Pengabdian Akademisi
Pada Selasa (10/12) yang lalu saya menyempatkan diri untuk hadir pada acara pengukuhan guru besar Ilmu Komunikasi UIN Sunan Kalijaga Prof Iswandi Syahputra. Salah satu alasan ketertarikan saya datang pada hari itu adalah pidato Iswandi berjudul ‘Hoaks dan Spiral Kebencian di Media Sosial’.
Dalam pidato Iswandi pagi itu terdapat beberapa kalimat yang cukup menarik, di antaranya adalah permintaannya kepada para intelektual dan akademisi untuk turun dari gua pertapaan akademik dan terjun beraktivitas di media sosial untuk memberikan pencerahan kepada publik.
Sudah menjadi rahasia umum jika para akademisi kerap tinggal di ‘zona nyaman’ mereka yaitu di kampus. Kebanyakan dari mereka enggan untuk ‘turun gunung’ untuk melakukan sesuatu yang berimplikasi bagi khalayak luas.
Padahal, menurut Iswandi, para akademisi adalah pihak yang bisa menyampaikan kebenaran secara logis dan metodologis. Karena dunia kampus lah yang selama ini sarat akan budaya riset, budaya membaca, budaya pikir, budaya kritis, dan budaya berani berpendapat.
Jika budaya-budaya di atas bisa tersebar ke luar kampus, tentunya persebaran hoaks bisa ditangkal. Apalagi Indonesia saat ini memiliki lebih dari 600 perguruan tinggi yang tersebar di seluruh nusantara. Belum lagi jika ditambah politeknik, akademi, dan sekolah tinggi yang mencapai ribuan.
Jika lebih dari setengah saja jumlah dosen yang bekerja di masing-masing institusi tersebut mau menularkan ilmunya kepada khalayak, di antaranya dengan cara menulis di banyak media massa atau melakukan gerakan-gerakan di akar rumput, maka tentunya persoalan literasi di Indonesia tidak akan sedemikian parah seperti saat ini.

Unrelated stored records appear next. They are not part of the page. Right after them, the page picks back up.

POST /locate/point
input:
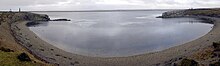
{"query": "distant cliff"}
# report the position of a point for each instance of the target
(22, 16)
(191, 12)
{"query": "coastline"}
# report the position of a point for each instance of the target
(57, 56)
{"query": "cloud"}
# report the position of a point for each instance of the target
(104, 4)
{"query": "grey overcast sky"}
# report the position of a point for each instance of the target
(105, 4)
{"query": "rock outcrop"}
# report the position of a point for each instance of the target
(191, 12)
(22, 16)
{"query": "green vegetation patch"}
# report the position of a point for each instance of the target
(10, 59)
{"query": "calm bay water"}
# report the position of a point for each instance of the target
(117, 34)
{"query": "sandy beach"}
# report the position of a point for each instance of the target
(54, 55)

Fakta menyebutkan, dari 61 negara di dunia Indonesia menduduki peringkat ke-60 dalam hal literasi dan membaca. Hasil penelitian organisasi pendidikan, ilmu pengetahuan, dan kebudayaan PBB (UNESCO) tersebut menunjukkan Indonesia berada satu tingkat saja di atas Botswana.
Hal ini tentu menjadi keprihatinan kita bersama. Hal inilah yang kemudian menurut Iswandi menjadikan masyarakat Indonesia mudah terpapar hoaks dan ujaran kebencian. Apalagi menurut dia saat ini sangat jarang ditemui intelektual kampus yang aktif di media sosial untuk memberikan pandangan jernih seputar peristiwa aktual yang melilit bangsa.
Saya sendiri cukup sepakat dengan apa yang diucapkan Iswandi pada pidato pagi itu. Faktanya meskipun seluruh kampus di Indonesia memiliki visi Tri Dharma Perguruan Tinggi, yaitu pendidikan dan pengajaran, penelitian dan pengembangan, serta pengabdian pada masyarakat, ketiganya memiliki angka kredit yang berbeda. Maka dari itulah, sejumlah dosen yang saya kenal lebih memilih untuk memprioritaskan salah satu dan terpaksa meninggalkan yang lain demi mendapatkan sertifikasi dan kenaikan jabatan.
Semoga saja, Menteri Pendidikan dan Kebudayaan, Nadiem Makarim, sanggup melihat masalah ini dan mengeluarkan kebijakan yang ramah akademisi, di antaranya dengan memberikan prioritas pada visi seperti pengabdian pada masyarakat yang selama ini terpinggirkan dibandingkan dua visi yang lain.
Seperti yang diungkapkan Iswandi dalam pesan Whatsapp tak terduganya di pengujung penulisan artikel ini. “Jika seorang guru besar kembali pada kehidupan nyata, dia harus kembali pada hal-hal kecil.” Semoga saja ke depan lebih banyak lagi akademisi yang mau mengabdi kepada masyarakat.